Published in final edited form as: Curr Opin HIV AIDS. 2014 Sep;9(5):500–505. doi: 10.1097/COH.0000000000000086

CD8 T cell persistence in treated HIV infection

J C Mudd 1, Michael M Lederman 1
PMCID: PMC4211072  NIHMSID: NIHMS628891  PMID: 25010897

Abstract

Purpose of review

Many treated HIV infected persons maintain persistently high circulating CD8 T cell numbers, even after many years of therapy. Recent reports suggest that persistent CD8 T cell expansion is associated with higher risk of morbid non-AIDS events. Thus, assessing the mechanisms of CD8 T cell expansion and persistence may give insights into a feature of HIV disease that is clinically important.

Recent findings

Acute HIV infection is associated with activation and expansion of the CD8 T cell compartment. Expanded CD8 T cells persist throughout disease course and, in contrast to the plasticity that typically characterizes immune responses to most other pathogens, circulating CD8 T cell numbers do not normalize in many patients despite pharmacological suppression of HIV replication. We suspect that residual inflammation in treated HIV infection contributes to antigen-independent CD8 T cell expansion and persistence as most of these cells are not HIV-reactive.

Summary

Circulating CD8 T cell numbers remain abnormally elevated in many treated HIV-infected patients and this elevation is associated with adverse clinical events. Future studies will need to assess the mechanisms of CD8 T cell expansion and to define the role of CD8 lymphocytosis in the clinical course of treated HIV disease.

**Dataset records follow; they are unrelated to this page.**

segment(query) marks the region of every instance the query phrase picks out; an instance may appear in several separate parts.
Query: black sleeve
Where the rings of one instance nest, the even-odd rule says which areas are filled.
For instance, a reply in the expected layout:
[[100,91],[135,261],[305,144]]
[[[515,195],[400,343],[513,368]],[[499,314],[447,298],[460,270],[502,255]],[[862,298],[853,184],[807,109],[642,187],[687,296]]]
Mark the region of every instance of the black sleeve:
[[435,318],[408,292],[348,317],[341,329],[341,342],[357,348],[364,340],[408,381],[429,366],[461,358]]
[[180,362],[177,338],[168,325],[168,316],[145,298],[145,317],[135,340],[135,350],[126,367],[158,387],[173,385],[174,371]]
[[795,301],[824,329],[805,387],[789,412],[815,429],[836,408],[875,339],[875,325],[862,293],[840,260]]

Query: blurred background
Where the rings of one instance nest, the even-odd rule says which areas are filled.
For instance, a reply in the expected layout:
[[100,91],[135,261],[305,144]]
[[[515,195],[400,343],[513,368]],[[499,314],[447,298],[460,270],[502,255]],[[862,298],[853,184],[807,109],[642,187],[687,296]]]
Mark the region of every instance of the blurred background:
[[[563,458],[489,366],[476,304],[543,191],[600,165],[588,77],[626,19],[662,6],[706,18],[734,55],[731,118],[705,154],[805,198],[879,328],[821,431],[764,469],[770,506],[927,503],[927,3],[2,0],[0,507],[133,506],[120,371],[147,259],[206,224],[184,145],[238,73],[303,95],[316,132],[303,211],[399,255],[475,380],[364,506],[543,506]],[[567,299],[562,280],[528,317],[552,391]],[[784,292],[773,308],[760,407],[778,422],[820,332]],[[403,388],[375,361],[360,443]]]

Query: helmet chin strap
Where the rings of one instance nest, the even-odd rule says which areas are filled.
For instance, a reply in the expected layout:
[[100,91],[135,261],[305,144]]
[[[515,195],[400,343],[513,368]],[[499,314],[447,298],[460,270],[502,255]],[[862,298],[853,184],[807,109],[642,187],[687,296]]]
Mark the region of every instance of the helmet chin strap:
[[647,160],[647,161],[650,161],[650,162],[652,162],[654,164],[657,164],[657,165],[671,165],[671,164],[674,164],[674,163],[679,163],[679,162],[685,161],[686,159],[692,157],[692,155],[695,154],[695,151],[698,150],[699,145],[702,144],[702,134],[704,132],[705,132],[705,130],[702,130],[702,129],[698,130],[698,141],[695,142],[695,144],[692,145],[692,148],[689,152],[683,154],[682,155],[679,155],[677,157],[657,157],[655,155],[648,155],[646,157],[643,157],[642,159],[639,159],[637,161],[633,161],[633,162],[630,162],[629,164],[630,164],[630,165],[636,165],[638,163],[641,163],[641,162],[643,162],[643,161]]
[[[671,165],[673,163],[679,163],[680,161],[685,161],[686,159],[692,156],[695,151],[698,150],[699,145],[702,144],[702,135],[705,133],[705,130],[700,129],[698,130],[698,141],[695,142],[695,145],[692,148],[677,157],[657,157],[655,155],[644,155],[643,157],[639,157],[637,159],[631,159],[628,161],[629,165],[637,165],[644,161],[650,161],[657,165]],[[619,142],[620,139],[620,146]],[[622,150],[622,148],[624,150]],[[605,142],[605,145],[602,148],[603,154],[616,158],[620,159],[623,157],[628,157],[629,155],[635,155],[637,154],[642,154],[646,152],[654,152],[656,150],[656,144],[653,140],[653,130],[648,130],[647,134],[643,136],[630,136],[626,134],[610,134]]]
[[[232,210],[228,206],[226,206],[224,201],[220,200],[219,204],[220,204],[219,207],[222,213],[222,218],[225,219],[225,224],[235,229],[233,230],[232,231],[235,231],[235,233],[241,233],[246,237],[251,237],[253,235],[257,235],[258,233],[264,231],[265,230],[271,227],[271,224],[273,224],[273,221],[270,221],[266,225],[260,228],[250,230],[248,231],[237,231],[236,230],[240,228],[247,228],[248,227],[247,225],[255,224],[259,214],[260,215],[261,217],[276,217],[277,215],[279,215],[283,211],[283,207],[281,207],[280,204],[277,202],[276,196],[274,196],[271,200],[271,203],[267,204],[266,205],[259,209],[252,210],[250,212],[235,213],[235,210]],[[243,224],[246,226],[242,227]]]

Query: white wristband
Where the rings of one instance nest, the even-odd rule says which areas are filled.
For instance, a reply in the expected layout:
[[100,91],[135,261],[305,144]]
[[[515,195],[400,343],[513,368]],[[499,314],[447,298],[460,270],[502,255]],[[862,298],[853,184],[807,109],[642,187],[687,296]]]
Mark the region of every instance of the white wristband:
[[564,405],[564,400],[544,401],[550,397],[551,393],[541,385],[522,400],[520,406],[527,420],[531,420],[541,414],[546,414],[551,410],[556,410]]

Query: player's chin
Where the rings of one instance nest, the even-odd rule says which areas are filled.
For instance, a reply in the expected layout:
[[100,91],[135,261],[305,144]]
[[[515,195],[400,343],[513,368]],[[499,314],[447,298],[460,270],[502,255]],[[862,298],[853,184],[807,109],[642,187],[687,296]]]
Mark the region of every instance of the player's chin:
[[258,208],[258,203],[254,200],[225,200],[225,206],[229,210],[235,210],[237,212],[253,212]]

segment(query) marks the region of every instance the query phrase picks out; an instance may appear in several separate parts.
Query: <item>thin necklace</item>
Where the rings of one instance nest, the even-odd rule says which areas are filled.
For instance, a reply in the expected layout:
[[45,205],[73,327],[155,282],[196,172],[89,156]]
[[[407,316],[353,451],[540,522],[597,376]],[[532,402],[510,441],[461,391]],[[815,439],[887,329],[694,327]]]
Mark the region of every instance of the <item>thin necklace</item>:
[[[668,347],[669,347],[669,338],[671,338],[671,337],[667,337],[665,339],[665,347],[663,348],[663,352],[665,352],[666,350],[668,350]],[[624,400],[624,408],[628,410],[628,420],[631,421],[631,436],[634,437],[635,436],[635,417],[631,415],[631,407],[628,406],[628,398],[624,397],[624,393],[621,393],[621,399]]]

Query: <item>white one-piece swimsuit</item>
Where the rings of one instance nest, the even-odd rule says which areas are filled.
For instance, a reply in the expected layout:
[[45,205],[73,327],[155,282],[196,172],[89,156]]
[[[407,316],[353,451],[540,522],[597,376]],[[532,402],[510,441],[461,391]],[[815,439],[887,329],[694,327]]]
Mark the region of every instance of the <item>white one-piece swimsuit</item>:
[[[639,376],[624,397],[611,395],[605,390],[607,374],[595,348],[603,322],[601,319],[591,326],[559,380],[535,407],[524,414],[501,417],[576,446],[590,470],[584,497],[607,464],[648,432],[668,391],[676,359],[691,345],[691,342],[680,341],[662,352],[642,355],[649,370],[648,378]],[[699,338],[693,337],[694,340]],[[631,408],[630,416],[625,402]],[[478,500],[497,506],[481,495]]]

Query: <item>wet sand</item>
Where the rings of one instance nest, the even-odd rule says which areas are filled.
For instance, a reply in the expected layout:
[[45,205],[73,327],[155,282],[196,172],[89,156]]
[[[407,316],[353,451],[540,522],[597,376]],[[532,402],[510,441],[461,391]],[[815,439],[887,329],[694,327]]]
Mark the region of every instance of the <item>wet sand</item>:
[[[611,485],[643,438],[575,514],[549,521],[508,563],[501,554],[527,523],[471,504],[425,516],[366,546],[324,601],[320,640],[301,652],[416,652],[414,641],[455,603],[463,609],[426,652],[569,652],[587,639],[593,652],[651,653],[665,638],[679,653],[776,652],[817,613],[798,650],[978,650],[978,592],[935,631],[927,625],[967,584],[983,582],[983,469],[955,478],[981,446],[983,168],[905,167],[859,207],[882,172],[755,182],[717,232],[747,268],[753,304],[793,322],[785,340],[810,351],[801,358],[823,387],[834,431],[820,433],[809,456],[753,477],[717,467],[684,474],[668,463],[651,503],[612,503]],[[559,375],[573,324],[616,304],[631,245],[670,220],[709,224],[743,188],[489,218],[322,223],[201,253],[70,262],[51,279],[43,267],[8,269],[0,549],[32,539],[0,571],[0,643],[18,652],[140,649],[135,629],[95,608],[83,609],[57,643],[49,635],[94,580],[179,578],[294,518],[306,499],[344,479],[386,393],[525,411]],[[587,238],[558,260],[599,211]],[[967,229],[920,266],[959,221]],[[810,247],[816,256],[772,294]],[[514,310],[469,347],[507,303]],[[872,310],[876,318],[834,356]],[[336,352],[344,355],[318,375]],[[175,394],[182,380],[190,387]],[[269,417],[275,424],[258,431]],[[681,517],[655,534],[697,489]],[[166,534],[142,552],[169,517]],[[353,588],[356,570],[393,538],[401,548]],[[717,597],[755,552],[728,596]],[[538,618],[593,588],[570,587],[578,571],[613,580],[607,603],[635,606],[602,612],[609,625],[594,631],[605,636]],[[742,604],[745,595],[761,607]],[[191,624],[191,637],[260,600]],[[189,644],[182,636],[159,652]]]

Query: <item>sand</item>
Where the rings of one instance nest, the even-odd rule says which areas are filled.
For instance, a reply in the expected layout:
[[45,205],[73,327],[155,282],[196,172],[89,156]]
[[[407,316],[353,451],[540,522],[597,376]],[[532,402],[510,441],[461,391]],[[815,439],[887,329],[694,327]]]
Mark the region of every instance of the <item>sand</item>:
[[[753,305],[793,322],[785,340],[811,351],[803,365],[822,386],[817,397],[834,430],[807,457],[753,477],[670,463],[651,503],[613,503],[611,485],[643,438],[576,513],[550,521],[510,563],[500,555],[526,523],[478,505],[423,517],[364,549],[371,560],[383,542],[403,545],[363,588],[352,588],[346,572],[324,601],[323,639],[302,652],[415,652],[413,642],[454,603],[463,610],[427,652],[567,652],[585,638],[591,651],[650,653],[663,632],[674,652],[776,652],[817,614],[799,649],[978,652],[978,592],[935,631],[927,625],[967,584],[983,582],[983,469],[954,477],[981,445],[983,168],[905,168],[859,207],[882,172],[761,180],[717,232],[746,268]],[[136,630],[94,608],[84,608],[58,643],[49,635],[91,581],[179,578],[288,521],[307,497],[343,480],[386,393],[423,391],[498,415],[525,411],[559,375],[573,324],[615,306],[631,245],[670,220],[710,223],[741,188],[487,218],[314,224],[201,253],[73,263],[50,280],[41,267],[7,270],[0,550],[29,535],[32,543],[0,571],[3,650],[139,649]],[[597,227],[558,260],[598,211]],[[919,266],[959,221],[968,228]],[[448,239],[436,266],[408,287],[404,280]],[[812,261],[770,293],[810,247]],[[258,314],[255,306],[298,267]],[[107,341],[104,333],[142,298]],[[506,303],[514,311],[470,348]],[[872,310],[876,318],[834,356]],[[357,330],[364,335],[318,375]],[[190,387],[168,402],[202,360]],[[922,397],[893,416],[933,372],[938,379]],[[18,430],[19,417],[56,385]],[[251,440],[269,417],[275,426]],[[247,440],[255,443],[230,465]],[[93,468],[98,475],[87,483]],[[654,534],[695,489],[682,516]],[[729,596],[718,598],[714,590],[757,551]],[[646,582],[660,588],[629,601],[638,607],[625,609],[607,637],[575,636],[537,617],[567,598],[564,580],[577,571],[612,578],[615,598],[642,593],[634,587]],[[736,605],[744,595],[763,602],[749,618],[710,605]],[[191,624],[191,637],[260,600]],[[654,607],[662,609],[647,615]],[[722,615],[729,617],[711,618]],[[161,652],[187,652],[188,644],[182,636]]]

Keywords: Bystander T cell activation, CD8 lymphocytosis, HIV-1, morbidity, mortality

Introduction

The dynamics of the CD8 T cell response largely shape the overall course of viral infections. Upon antigen encounter, virus-specific CD8 T cells become activated and undergo a program of clonal expansion. This expansion phase is accompanied by cellular changes that are controlled at the transcriptional level. The induction of peripheral tissue homing receptors, downregulation of homeostatic cytokine receptors, and upregulation of effector molecules such as granzyme B and perforin are all components of the antiviral CD8 T cell response (13). After the expansion phase, a large proportion of effector cells will die by apoptosis whereas some of the surviving CD8 T cells will go on to form memory (4). Virus-specific memory CD8 T cells regain the capacity to proliferate in response to homeostatic cytokines such as IL-7 and IL-15 and can persist in the absence of antigen, forming a long-lasting protective mechanism upon antigen re-exposure (5, 6).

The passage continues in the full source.